Chapter 2 —Data Models and Query Languages

Data models are perhaps the most important part of developing software

Photo by Pietro Jeng on Unsplash

Overview

Most applications are built by layering one data model on top of another. Each layer hides the complexity of the layers below it by providing a clean data model. These abstractions allow different groups of people — for example, the engineers at the database vendor and the application developers using their database — to work together effectively.

Relational Model Versus Document Model

The best-known data model today is probably that of SQL, based on the relational model: data is organized into relations (called tables in SQL), where each relation is an unordered collection of tuples (rows in SQL).

The birth of NoSQL

The dominance of relational databases has lasted around 25‒30 years — an eternity in computing history.

There are several driving forces behind the adoption of NoSQL (Not Only SQL) databases, including:

  • A need for greater scalability than relational databases can easily achieve, including very large datasets or very high write throughput
  • A widespread preference for free and open-source software over commercial database products
  • Specialized query operations that are not well supported by the relational model
  • Frustration with the restrictiveness of relational schemas, and a desire for a more dynamic and expressive data model

As different applications have different requirements, it seems likely that in the foreseeable future, relational databases will continue to be used alongside a broad variety of non-relational datastores — an idea that is sometimes called polyglot persistence.

The Object-Relational Mismatch

If data is stored in relational tables, an awkward translation layer is required between the objects in the application code and the database model of tables, rows, and columns. The disconnect between the models is sometimes called an impedance mismatch.

LinkedIn Profile Example: A one-to-many relationship from the user to various items can be represented in various ways as below.

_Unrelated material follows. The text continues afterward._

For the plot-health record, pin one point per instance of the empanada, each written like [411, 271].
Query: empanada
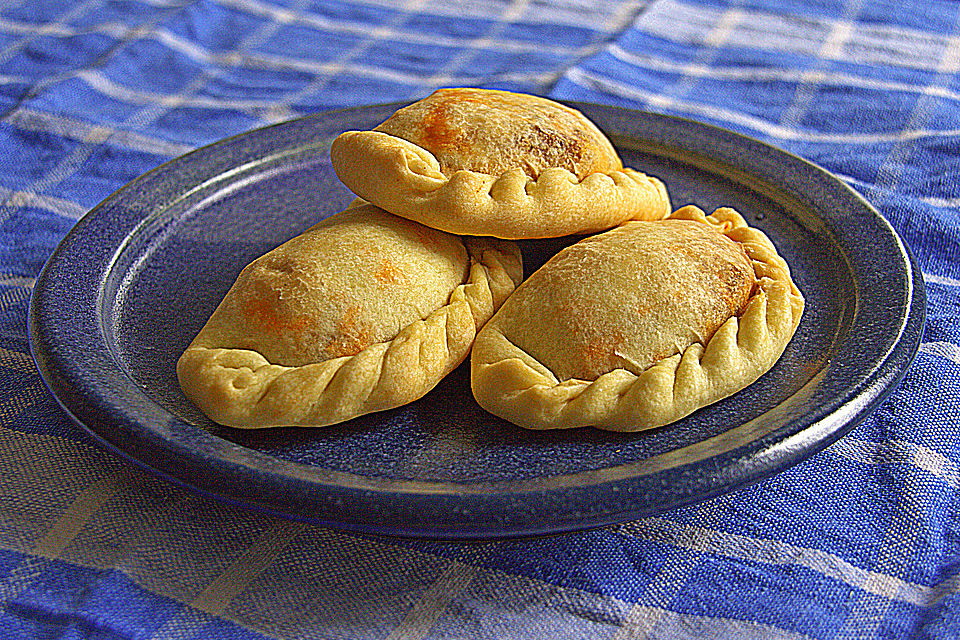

  • Traditional SQL Model. The most common normalized representation is to put positions, education, and contact information in separate tables, with a foreign key reference to the users table.
  • Later versions of the SQL standard added support for structured datatypes and XML data; this allowed multi-valued data to be stored within a single row, with support for querying and indexing inside those documents. These features are supported to varying degrees by Oracle, IBM DB2, MS SQL Server, and PostgreSQL. A JSON datatype is also supported by several databases, including IBM DB2, MySQL, and PostgreSQL.
  • A third option is to encode jobs, education, and contact info as a JSON or XML document, store it on a text column in the database and let the application interpret its structure and content. In this setup, you typically cannot use the database to query for values inside that encoded column.

JSON representation

  • JSON is appropriate for a self-contained document like a profile. Document-oriented databases such as MongoDB RethinkDB, CouchDB, and Espresso support this data model.
  • The lack of a schema is often cited as an advantage.
  • Has a better locality than the multi-table schema as there is no need for multiple joins.
  • One-to-many relationships from the user profile to the user’s positions, educational history, and contact information imply a tree structure in the data, and the JSON representation makes this tree structure explicit.

Many-to-One and Many-to-Many Relationships

In the example of the LinkedIn profile, we store regions of a person as IDs instead of plain text is to remove duplication which is the key idea behind normalization in databases.

Normalizing data requires many-to-one relationships (many people live in one particular region, many people work in one particular industry), which don’t fit nicely into the document model. In document databases, joins are not needed for one-to-many tree structures, and support for joins is often weak.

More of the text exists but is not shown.